Wild Culture: Im Kindergarten meines kleinen Cousins musste jedes Kind sein Lieblingslied vorstellen und er stellte ein Lied von uns vor. So ein kleiner Mensch von sechs Jahren ist einfach noch unberührt und ehrlich, dem gefällt einfach was ihm gefällt. Das war sicher mein persönliches Highlight. Karrieremäßig gesehen wohl zunächst, dass „The Tide“ schon seit sechs Wochen in den Beatport Deep House Charts unter den Top 10 ist. Das hat uns einfach gezeigt, dass wir schon mit den großen Namen mithalten können. Das war sicher ein Highlight. Und dann eben der Step zu Ultra, wodurch es jetzt viele Leute gibt, die mit uns zusammenarbeiten wollen. Jetzt wollen wir den Namen 2015 weiter rauf pushen, um weitere Touren spielen zu können und Österreich international vertreten zu können und etwas Bergluft in der weiten Welt verbreiten zu können.
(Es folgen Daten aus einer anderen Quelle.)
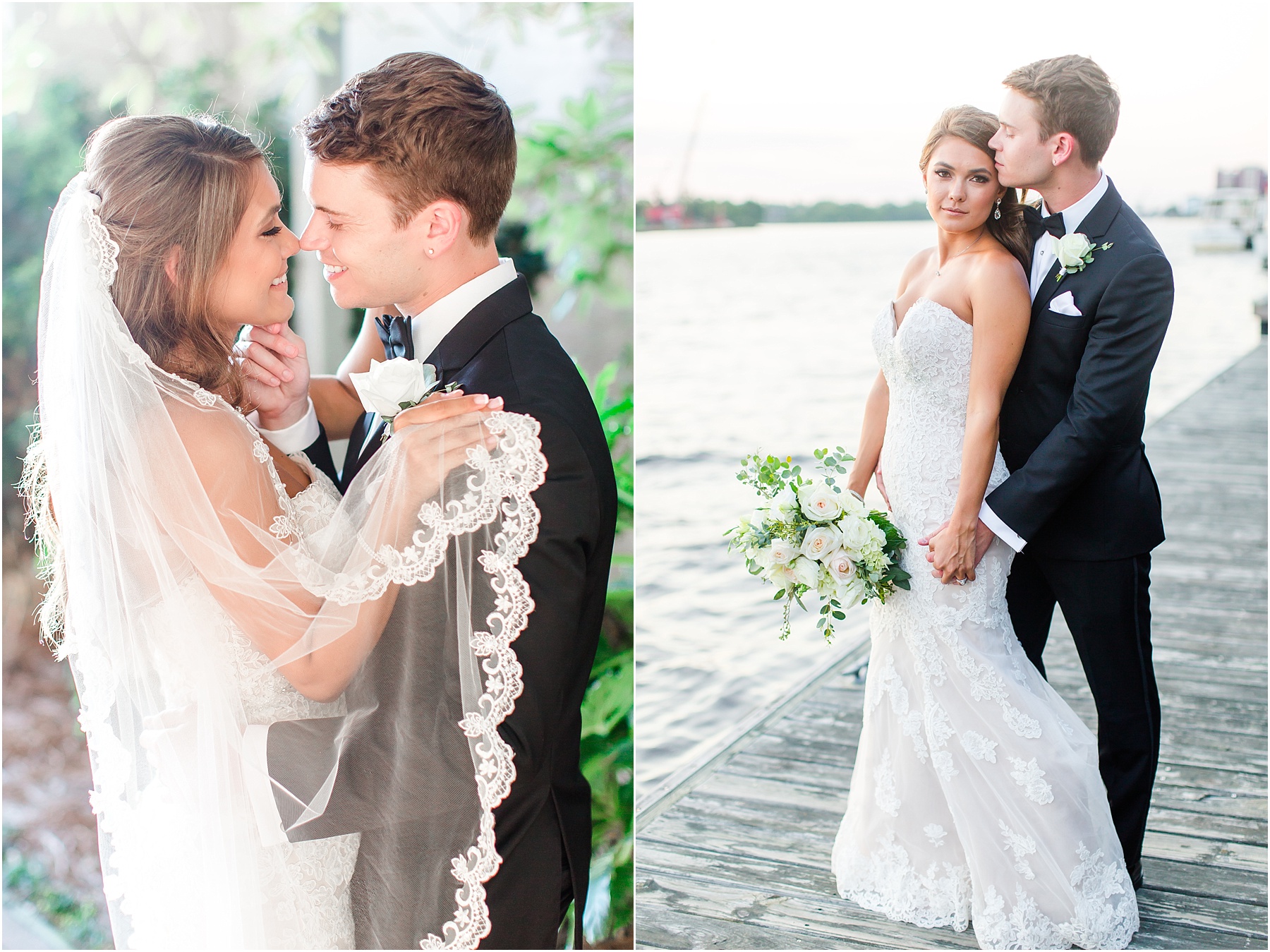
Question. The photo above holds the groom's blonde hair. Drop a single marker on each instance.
(1075, 95)
(430, 128)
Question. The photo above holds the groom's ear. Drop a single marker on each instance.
(442, 224)
(171, 262)
(1063, 147)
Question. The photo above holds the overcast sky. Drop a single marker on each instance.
(832, 101)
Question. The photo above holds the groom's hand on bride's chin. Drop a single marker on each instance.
(276, 365)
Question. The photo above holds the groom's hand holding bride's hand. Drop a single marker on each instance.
(954, 555)
(276, 366)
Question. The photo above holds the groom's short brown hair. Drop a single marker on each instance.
(431, 128)
(1073, 95)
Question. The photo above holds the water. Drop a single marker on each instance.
(758, 337)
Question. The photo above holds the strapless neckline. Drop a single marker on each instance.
(940, 308)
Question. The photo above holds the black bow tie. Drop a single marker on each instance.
(1039, 224)
(395, 335)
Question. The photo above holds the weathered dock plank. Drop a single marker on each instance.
(736, 852)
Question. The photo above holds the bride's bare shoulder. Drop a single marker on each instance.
(209, 433)
(919, 263)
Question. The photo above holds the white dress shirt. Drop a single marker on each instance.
(1044, 253)
(427, 328)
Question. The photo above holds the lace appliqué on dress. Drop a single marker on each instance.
(917, 843)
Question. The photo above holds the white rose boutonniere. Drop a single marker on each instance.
(394, 385)
(1075, 252)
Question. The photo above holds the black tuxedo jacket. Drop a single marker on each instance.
(504, 350)
(1080, 486)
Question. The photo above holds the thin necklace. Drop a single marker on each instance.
(962, 252)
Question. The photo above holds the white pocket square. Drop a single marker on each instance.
(1063, 304)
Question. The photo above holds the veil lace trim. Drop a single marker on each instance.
(500, 488)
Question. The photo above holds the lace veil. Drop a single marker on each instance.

PARADOX: Was wäre euer nächstes Ziel und mit wem würdet ihr gerne einmal zusammenarbeiten?
Wild Culture: Wir wissen zwar, dass es ein sehr hochgestecktes Ziel ist, aber wir würden gerne in zwei Jahren mit einem Superstar, wie z.B. Rihanna, einen Track machen. Darauf wollen wir hinarbeiten und wer weiß was noch kommt. Ein Artist mit dem wir 2015 noch eine Kooperation machen können ist Julian Le Play. Ein im deutschen Sprachraum bereits sehr bekannter Artist mit einer sehr schönen Stimme, der auch tolle Texte und Lieder schreibt. Ein sehr sympathischer Typ der mit seinem Charakter großes Potenzial in dieser Branche hat.